Ich kann ihm nicht widersprechen. Wir humpeln näher zu meinem Auto, Yoko, das neben einem großen schwarzen Pick-up steht, dem Standardtransportmittel der männlichen Highschool-Bevölkerung in Bedford. Ich versuche zu erklären: »Sie haben Menschen getötet. Sie haben Jungen gefoltert.«
»Weil ihr König schwach war.« Er schüttelt den Kopf. »Wenn ich nicht verletzt wäre, würde ich dich zwingen, mich zu ihnen zu bringen.«
»Aber du bist verletzt«, konstatiere ich das Offensichtliche.

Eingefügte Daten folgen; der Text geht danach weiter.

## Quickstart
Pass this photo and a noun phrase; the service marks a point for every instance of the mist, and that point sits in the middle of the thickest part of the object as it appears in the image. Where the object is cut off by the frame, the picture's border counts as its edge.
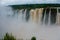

Seine Augenbrauen ziehen sich zusammen, und seine Pupillen richten sich einen Augenblick lang auf mich. Dann mustert er mein Gesicht. »Deine Haut ist ganz blau.«
»Es ist kalt«, stoße ich hastig hervor.
Er grinst, und ich widerstehe dem Drang, laut zu schreien. Keine Ahnung, was ich jetzt mit ihm machen soll. Er ist verletzt, aber er ist ein Elf. Ein verletzter Elf, möglicherweise sogar ein König. Das ist nicht so gut. Das ist sogar schlechter als schlecht. »Ich bringe dich dorthin, in das Haus«, bricht es aus mir heraus.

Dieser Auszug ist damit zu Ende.